Last Updated: September 28, 2009
When it comes to planning for retirement, a growing number of Americans are reportedly considering the use of annuities. The Gallup Organization, in conjunction with the Committee of Annuity Insurers, recently released the findings of a survey which shows that annuities are used as a "trusted retirement tool by the middle class." In addition, the survey results show that despite an overall decline in consumer confidence regarding retirement savings, "the majority of annuity holders believe they have enough or more than enough money to cover their financial needs in retirement."
But as with many things in life, there's always more than one side to every story. Here's what FPA® member, Ed Green, CFP®, ChFC, AIF®, a partner with the Foster Group, Inc., says you should consider when contemplating annuities:
- "In general, consumers substantially underestimate the level of assets required in order to sustain the type of lifestyle they expect in retirement. This problem is not solved by using an annuity, or any other investment vehicle, for that matter.

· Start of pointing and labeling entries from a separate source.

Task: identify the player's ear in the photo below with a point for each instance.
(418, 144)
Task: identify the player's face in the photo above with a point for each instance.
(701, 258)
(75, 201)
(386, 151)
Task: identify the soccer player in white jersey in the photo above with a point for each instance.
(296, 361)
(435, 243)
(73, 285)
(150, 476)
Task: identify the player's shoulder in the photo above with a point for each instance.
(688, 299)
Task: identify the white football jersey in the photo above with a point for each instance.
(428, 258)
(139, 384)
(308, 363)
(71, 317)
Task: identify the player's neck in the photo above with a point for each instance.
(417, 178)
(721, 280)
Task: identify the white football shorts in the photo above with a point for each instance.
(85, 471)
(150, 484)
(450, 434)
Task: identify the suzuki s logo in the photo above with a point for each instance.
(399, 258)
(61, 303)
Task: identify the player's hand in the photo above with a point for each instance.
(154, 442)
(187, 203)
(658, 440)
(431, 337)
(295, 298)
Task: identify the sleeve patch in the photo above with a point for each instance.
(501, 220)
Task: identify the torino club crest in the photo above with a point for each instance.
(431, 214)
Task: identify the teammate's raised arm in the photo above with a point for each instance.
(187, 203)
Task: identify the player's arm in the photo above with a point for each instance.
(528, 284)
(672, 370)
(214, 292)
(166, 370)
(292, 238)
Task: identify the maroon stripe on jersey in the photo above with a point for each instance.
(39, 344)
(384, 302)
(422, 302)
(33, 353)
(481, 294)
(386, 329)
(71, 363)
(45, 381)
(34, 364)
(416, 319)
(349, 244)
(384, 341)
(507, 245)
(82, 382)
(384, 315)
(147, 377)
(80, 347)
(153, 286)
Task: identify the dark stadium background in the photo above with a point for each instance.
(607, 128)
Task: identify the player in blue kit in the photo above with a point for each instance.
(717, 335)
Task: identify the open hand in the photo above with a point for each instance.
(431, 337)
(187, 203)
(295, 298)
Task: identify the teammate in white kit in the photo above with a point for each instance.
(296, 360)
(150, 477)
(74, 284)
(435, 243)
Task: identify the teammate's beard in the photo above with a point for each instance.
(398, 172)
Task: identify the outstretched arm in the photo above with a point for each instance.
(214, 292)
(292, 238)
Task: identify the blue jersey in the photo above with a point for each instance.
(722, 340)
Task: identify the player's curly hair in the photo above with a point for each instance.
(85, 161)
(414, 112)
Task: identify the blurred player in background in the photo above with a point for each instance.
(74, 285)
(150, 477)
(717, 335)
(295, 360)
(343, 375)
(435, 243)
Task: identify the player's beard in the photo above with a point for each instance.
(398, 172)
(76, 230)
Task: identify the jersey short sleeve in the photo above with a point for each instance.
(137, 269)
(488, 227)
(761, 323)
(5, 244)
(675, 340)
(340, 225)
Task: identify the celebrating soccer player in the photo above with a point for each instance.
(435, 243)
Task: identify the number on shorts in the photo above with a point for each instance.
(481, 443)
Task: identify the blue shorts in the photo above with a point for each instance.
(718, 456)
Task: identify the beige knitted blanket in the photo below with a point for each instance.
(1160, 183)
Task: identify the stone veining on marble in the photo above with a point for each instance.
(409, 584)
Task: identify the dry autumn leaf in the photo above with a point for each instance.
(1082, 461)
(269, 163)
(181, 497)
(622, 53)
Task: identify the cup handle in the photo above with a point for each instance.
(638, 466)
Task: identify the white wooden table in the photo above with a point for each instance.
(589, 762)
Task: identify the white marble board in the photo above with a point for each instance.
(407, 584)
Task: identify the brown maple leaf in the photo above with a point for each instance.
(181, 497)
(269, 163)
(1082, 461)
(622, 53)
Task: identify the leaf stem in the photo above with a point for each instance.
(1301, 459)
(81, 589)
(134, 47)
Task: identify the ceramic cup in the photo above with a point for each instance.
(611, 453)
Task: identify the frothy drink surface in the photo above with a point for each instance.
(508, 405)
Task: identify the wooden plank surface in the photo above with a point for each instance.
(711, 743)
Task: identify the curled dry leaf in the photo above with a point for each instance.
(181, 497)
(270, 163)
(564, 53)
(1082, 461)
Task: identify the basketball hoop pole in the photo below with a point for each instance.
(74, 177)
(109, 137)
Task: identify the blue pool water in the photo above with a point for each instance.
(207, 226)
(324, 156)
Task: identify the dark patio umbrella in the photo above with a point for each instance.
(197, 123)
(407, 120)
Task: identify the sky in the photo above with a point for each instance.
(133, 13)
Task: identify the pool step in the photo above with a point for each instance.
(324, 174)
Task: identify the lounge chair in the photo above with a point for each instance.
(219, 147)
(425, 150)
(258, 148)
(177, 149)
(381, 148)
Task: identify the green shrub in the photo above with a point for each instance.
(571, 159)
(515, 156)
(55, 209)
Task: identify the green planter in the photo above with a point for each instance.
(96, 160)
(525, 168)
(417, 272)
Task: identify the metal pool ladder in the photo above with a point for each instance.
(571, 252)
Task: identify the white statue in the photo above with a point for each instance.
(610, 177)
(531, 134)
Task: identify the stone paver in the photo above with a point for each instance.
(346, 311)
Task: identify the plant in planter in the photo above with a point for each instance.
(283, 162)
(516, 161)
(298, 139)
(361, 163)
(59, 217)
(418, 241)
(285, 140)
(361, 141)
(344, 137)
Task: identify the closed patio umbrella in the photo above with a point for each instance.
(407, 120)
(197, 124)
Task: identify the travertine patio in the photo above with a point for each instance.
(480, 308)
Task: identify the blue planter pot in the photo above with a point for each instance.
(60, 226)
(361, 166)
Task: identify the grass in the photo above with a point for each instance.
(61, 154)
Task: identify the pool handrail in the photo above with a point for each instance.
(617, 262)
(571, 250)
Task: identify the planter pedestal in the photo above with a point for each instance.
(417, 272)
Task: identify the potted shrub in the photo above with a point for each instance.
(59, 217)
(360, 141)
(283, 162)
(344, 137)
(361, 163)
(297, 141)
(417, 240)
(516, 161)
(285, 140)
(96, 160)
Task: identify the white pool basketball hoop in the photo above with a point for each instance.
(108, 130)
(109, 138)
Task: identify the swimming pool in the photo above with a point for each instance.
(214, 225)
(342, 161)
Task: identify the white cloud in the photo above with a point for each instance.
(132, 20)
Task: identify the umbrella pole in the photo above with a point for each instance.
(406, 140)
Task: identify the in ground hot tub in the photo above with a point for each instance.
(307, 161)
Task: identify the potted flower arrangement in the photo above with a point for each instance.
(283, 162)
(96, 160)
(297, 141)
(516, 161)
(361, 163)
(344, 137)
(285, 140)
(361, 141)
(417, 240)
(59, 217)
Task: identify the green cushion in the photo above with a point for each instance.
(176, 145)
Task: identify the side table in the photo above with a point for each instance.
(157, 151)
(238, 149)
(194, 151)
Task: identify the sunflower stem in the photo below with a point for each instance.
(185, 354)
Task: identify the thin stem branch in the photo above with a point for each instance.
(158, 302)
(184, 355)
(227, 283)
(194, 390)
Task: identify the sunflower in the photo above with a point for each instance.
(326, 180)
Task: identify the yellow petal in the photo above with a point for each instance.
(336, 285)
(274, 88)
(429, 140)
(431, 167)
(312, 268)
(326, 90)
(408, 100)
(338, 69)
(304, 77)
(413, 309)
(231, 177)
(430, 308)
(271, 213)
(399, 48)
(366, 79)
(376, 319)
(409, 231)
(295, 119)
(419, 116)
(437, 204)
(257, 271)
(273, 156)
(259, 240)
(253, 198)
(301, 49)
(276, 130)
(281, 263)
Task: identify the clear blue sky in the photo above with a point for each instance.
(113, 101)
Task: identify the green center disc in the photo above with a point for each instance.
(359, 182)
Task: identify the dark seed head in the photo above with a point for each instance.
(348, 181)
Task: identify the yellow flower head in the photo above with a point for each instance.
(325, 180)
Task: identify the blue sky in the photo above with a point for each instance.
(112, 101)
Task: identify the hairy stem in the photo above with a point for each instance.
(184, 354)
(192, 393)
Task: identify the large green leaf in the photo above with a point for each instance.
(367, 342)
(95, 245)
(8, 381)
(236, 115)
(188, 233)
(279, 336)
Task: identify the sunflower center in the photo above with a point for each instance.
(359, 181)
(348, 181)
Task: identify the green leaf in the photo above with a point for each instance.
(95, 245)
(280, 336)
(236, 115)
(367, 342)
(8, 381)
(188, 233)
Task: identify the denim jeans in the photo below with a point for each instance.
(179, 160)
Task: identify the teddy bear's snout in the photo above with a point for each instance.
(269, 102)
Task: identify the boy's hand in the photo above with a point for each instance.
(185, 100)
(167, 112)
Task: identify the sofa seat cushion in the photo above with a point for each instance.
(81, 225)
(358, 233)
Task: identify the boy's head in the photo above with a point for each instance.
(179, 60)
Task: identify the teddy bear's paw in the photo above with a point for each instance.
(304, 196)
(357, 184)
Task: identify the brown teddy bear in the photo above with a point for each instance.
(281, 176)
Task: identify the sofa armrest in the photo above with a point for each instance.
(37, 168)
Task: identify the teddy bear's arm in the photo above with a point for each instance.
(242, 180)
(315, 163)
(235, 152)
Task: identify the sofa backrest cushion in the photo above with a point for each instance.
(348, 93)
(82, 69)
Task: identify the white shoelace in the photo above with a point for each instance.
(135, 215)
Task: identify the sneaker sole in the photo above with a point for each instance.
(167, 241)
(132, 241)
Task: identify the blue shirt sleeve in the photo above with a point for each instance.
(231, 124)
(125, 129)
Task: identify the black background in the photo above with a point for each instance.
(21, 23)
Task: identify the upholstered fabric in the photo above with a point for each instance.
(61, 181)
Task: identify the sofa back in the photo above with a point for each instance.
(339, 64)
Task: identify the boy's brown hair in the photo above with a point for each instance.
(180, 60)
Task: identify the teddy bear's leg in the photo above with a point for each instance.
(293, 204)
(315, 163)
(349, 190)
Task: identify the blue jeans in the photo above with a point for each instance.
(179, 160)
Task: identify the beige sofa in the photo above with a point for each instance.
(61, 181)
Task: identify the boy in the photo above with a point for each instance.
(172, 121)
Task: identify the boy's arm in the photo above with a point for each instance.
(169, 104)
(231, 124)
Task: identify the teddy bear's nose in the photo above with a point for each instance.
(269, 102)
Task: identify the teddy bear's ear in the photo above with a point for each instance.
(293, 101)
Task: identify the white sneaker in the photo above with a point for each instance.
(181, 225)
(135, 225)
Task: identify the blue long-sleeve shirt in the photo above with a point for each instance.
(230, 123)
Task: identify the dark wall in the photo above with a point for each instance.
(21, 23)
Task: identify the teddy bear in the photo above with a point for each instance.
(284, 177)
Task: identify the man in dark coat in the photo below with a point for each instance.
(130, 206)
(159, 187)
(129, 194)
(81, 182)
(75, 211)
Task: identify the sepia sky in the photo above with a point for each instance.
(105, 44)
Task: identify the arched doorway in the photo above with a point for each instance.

- "While annuities have their place, you should not consider them a one-size-fits-all solution. Like other financial products, they fit better in some situations than others. Viewing them as the only solution is shortsighted and can lead to problems.
- "Annuities can indeed provide protection for an owner 'outliving their assets.' This may be especially important to an investor with a family history of longevity.
- "Annuities can also provide some protection against 'spendthrift' tendencies. Once annuitized, the investor no longer has the ability to withdraw at will and must live within the income stream provided by the annuity. In the case of an investor with little control over their spending, this is essentially a way of protecting the investor from himself or herself.
- "When shopping for annuity products, you should make certain you understand all the underlying costs related to the contract. You should remember that, first and foremost, you are buying a type of insurance contract, and there is a cost associated with the insurance being provided. You should also be very certain you understand any early-surrender penalties that may be involved.
- "Annuities are often sold on the merits of their tax benefits, but they can be somewhat tax-unfriendly. Because they are not treated as capital assets, they never receive the more favorable capital gains treatment on gains that may accumulate inside the contract. This affects not only the contract owner, but also any named beneficiaries who may inherit the contract in the future. Annuities do not receive a step-up in basis at the death of the owner as does a portfolio of stocks, bonds or mutual funds.
- "You should also be aware that payout rates are not standardized. In other words, the monthly income generated by a block of money under one insurer's contract will be different than that paid by another insurer. It pays to compare contracts.
- "Choosing the correct annuitization option can be confusing. When dealing with joint annuitants, this complexity increases. You need to be very clear on why you're selecting the particular payout option."